The Signal Path of Teensy Convolution SDR
Teensy Convolution SDR is a great project. The signal path is complex but I feel it is worth to dig out more details of it. You can find the project here: https://github.com/DD4WH/Teensy-ConvolutionSDR
Stage1
Input:
Get I2S data from code through DMA.
Output:
32 Blocks, with each block 128 int16_t. In total, 4096 samples, 8KB x 2 channels.
Stage2: Normalized to Float
Output:
32 Blocks, with each block 128 float32_t between -1.0f to 1.0f. In total, 4096 samples, 16KB x 2 channels.
Notes:
- There is a proceduce to limit bitnumber, which force 0 of N LSBs. Not sure what this is for.
- CMSIS DSP provides a SIMD API arm_q15_to_float to normalize to float.
Stage3: IQ Balance Fix
IQ Balance fix contains two steps, which change the scale and the phase.

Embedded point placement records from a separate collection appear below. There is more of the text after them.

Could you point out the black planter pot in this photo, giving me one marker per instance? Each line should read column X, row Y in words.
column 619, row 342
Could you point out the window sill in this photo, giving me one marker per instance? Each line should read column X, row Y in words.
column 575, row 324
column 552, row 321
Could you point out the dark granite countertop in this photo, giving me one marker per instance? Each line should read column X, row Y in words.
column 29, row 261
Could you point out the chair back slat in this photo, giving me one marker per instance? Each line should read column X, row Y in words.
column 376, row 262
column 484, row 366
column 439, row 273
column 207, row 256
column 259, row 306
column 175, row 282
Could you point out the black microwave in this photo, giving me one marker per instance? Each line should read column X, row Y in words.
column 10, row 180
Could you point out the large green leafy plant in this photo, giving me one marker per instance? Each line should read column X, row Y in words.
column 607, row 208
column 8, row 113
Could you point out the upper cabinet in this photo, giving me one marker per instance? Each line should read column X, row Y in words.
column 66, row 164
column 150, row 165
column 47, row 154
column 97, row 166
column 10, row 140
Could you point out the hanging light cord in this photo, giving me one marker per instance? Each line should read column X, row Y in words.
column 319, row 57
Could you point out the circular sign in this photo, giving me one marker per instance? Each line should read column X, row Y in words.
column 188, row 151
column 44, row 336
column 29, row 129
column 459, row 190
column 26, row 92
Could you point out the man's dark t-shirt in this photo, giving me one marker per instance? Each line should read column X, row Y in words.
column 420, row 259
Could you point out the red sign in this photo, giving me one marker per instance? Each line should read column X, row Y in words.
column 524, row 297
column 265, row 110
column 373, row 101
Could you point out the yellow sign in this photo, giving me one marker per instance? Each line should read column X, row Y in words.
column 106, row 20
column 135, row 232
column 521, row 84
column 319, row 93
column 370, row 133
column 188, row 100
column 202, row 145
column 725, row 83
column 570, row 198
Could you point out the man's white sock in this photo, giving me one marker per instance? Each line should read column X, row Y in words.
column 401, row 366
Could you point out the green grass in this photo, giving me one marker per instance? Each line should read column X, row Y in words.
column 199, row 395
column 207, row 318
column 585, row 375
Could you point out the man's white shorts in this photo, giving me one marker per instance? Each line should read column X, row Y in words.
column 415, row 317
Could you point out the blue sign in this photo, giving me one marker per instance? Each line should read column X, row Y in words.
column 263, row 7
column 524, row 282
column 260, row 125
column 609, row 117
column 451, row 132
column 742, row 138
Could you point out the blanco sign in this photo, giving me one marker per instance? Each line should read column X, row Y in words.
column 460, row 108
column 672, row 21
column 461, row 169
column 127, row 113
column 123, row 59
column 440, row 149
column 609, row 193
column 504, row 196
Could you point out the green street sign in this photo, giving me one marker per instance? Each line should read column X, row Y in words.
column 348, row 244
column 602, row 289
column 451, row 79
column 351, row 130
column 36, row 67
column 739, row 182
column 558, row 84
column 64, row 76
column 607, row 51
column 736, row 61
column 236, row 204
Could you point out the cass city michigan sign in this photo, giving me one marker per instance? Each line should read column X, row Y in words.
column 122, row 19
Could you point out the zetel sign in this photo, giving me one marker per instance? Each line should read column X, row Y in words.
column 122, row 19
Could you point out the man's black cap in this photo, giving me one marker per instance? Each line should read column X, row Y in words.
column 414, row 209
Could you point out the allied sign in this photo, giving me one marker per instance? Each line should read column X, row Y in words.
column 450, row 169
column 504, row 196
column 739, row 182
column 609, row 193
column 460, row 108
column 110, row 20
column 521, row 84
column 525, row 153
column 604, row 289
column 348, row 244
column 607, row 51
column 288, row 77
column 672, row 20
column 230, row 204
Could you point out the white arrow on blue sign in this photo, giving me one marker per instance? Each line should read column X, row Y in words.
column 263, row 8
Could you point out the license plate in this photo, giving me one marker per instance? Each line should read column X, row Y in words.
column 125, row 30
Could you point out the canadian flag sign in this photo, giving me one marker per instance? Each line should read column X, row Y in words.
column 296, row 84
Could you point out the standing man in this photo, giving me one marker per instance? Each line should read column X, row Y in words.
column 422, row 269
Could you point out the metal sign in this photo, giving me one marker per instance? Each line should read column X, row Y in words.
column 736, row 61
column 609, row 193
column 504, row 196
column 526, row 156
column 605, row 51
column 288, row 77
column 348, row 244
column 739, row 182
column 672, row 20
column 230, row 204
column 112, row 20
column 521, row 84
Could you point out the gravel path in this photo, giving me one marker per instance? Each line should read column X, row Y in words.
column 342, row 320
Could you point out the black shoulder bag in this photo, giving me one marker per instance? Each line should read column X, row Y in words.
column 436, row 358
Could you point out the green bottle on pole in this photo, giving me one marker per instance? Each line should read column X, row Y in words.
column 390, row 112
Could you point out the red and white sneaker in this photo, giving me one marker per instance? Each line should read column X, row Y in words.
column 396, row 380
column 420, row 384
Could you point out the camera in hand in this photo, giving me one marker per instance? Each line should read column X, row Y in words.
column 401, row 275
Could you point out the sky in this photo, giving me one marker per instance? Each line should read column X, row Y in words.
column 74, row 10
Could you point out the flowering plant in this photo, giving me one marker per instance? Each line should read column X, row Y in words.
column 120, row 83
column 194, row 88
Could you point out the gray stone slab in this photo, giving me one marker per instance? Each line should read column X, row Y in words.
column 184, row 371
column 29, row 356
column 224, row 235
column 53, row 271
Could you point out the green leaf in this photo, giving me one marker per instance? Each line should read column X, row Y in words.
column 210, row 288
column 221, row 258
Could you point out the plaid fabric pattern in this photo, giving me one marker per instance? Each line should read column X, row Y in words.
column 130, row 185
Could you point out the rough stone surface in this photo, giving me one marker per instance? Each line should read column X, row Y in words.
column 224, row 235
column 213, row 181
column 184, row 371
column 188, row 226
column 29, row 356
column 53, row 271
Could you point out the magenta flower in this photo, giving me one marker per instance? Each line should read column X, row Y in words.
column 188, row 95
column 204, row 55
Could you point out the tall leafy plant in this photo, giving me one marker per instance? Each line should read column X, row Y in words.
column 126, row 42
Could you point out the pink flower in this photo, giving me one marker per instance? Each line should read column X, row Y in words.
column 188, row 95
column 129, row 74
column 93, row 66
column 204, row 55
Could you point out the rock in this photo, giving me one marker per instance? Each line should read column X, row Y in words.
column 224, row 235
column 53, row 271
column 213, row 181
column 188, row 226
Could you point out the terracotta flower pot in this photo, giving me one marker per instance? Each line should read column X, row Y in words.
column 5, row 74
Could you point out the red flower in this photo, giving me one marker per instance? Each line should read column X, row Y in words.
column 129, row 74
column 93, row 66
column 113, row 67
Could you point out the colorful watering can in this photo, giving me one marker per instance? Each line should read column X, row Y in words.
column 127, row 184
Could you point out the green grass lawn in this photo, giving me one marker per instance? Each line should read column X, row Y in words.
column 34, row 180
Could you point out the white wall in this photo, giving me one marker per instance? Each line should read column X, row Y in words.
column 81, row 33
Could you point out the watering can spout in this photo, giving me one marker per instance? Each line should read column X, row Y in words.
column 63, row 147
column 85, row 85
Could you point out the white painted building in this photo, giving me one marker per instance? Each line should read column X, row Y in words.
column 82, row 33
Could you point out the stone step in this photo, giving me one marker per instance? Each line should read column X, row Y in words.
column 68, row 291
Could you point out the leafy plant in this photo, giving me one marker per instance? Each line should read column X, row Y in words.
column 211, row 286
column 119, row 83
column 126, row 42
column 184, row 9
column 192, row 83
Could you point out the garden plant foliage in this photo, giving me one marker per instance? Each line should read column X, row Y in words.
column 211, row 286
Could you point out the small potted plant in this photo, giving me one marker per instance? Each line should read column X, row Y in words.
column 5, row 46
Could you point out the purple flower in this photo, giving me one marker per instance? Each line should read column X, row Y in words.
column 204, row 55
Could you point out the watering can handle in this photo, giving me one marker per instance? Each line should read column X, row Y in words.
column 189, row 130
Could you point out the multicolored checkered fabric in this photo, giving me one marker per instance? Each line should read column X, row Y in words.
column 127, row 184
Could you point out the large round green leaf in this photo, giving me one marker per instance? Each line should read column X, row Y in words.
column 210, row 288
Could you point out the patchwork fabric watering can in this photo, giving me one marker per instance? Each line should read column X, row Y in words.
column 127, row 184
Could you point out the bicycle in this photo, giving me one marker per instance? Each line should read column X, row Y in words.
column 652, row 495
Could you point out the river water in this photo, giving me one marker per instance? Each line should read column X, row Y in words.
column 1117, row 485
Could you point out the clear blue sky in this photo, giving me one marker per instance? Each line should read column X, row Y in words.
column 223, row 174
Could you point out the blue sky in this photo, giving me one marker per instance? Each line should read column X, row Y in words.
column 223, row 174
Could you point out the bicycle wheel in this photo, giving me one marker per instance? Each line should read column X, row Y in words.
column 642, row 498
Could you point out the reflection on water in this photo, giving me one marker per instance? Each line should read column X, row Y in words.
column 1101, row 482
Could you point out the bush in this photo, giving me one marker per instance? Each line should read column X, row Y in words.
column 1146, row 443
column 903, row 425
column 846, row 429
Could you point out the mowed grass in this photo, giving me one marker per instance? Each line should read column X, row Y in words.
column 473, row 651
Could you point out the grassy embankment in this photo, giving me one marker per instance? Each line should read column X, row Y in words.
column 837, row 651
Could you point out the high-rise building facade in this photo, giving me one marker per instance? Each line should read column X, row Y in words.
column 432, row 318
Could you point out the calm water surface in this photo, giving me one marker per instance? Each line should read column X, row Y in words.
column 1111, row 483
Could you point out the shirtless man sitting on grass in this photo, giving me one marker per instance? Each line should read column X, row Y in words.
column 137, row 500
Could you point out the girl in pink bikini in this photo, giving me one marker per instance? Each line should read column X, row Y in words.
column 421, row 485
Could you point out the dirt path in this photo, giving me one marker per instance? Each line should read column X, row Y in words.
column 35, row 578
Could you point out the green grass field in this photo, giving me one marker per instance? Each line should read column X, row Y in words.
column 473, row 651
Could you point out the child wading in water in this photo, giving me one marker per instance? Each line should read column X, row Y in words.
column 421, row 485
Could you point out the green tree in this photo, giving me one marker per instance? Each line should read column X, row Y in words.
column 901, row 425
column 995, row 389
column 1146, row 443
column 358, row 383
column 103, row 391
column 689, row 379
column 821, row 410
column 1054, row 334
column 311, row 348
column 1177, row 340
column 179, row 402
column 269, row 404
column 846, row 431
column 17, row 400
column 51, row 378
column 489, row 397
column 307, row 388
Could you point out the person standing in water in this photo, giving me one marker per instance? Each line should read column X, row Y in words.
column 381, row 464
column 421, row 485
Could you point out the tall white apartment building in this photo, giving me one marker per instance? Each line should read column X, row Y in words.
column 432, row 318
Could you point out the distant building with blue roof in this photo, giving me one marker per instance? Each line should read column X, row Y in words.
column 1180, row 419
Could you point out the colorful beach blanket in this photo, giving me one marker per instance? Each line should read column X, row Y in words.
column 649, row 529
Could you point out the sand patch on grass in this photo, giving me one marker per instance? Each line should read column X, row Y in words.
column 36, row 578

There are three different algorithm implemented:
-
Manual, the user manually config IQ_amplitude_correction_factor and IQ_phase_correction_factor.
- Mosely Algorithm:
Moseley, N.A. & C.H. Slump (2006): A low-complexity feed-forward I/Q imbalance compensation algorithm. http://doc.utwente.nl/66726/1/moseley.pdf
- Chang Algorithm:
IQ imbalance correction algorithm by Chang et al. 2010
Stage4: Move center freq from DC to +FS/4
Use a fast algorithm here,
Frequency translation by Fs/4 without multiplication
Lyons (2011): chapter 13.1.2 page 646
Stage5: Caculate Spectrum,dbm
If spectrum zoom is 1, use the first 256 samples before stage 4.
Stage6: 8x decimate
First do a 4x decimate, then a 2x. The bandsiwth changes to 96/8=12khz. CMSIS DSP API is arm_fir_decimate_f32
Output:
32 Blocks,Each blocks is 16 float32, total 512 samples.
Stage7: Convolution
Merge IQ into a complex_t and do the FFT convolution.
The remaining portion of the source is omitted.